The Supreme Court is to decide to what extent employers can treat pregnant workers temporarily unable to work differently from other workers temporarily unable to work.
This case involves Peggy Young, a pregnant employee of UPS with temporary medical restrictions on how much she could safely lift. UPS did not make any accommodations for her, such as temporary alternative work. As a result, she spent several months on unpaid leave, during which she lost her medical coverage.
In 1976, the Supreme Court ruled that discriminating against employees who are pregnant was not sex discrimination under Title VII. Congress corrected that interpretation of the law in 1978 with the Pregnancy Discrimination Act (PDA), which has two relevant provisions. First, it specifies that sex discrimination includes discrimination on the basis of pregnancy, childbirth, or related medical conditions.
The second provision explains how to apply that general principle: It says that women affected by pregnancy “shall be treated the same for all employment-related purposes … as other persons not so affected but similar in their ability or inability to work.” This establishes a basis of comparison. So while a typical sex discrimination case looks at how a female plaintiff is treated in comparison to similarly situated men, a PDA case looks at how she is treated in comparison to non-pregnant workers with similar ability (or inability) to work.

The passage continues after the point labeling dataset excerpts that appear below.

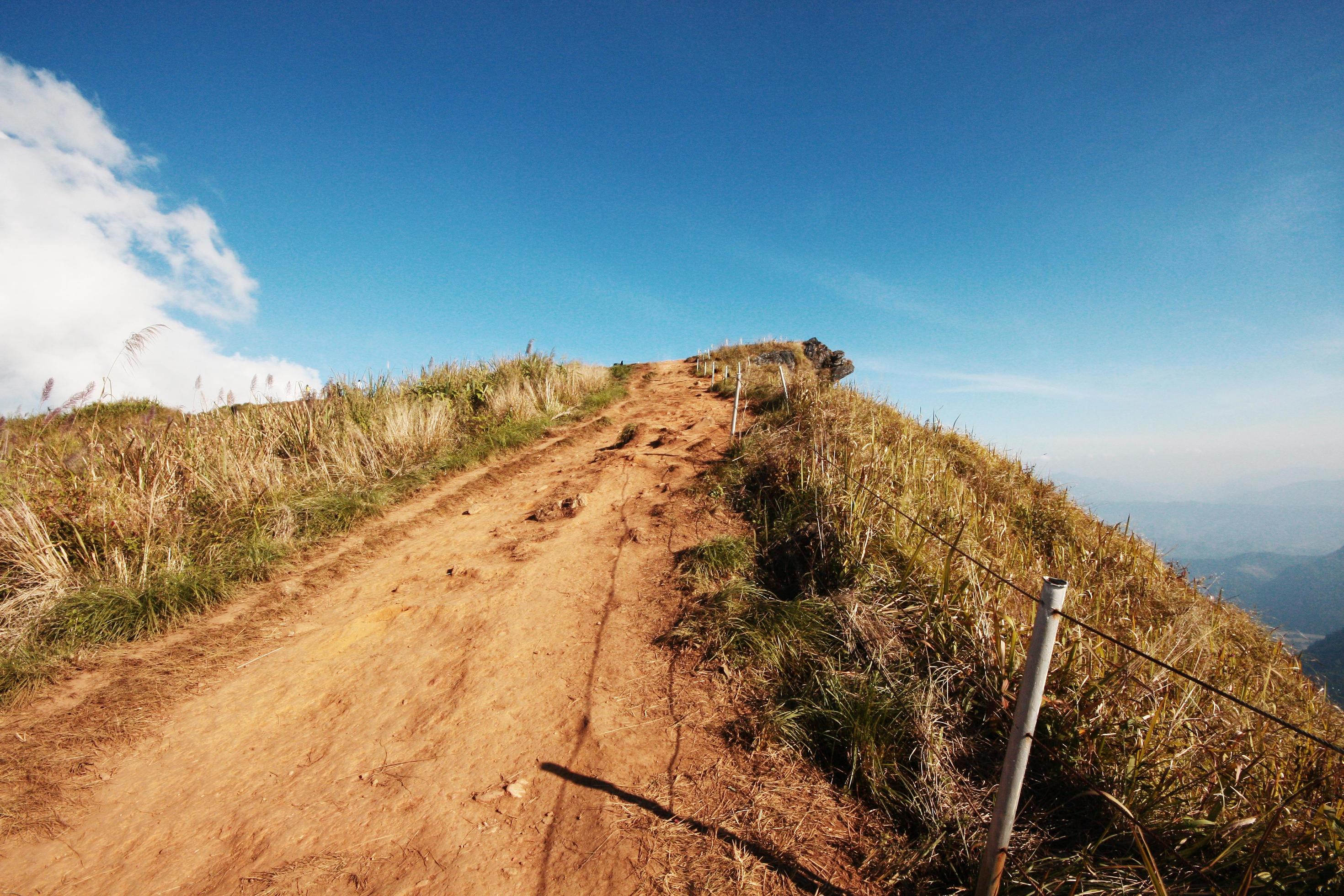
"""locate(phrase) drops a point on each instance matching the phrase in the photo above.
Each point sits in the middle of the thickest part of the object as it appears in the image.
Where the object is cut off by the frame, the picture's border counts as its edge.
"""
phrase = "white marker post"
(1023, 730)
(736, 398)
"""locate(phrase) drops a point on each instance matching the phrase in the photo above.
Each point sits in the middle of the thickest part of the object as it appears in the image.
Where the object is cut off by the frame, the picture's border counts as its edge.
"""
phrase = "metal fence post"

UPS’s collective bargaining contract calls for UPS to accommodate temporarily disabled employees if the disability is due to an on-the-job injury, or if they have lost their DOT certification to drive. UPS also accommodates employees who have a permanent impairment under the Americans With Disabilities Act. UPS says its policy is “pregnancy-blind:” They claim they are treating Young the same way they’d treat a non-pregnant employee whose injury doesn’t fit any of the above conditions.
But Young argues that isn’t the proper analysis under the PDA. She points out that UPS would have made an accommodation for someone “similar in their ability or inability to work” to her if they were in one of those three categories. So, she concludes, the plain text of the PDA requires UPS to accommodate her, as well.
The Supreme Court is to decide if employers can deny overtime pay to employees at “customer fulfillment” distribution centers for the time they spend waiting for mandatory security screenings.
This is a class-action lawsuit brought by Jesse Busk and Laurie Castro, two former employees of Integrity Staffing Solutions, which provides workers to work in the warehouses of companies like Amazon.com. At the end of the shift, the company requires every employee to go through a security check before they leave the facility to make sure they aren’t stealing the merchandise. The employees wait as long as 25 minutes to be searched. Busk and Castro claim that they should have been paid overtime for this time under the Fair Labor Standards Act (FLSA), as should all current employees, as well.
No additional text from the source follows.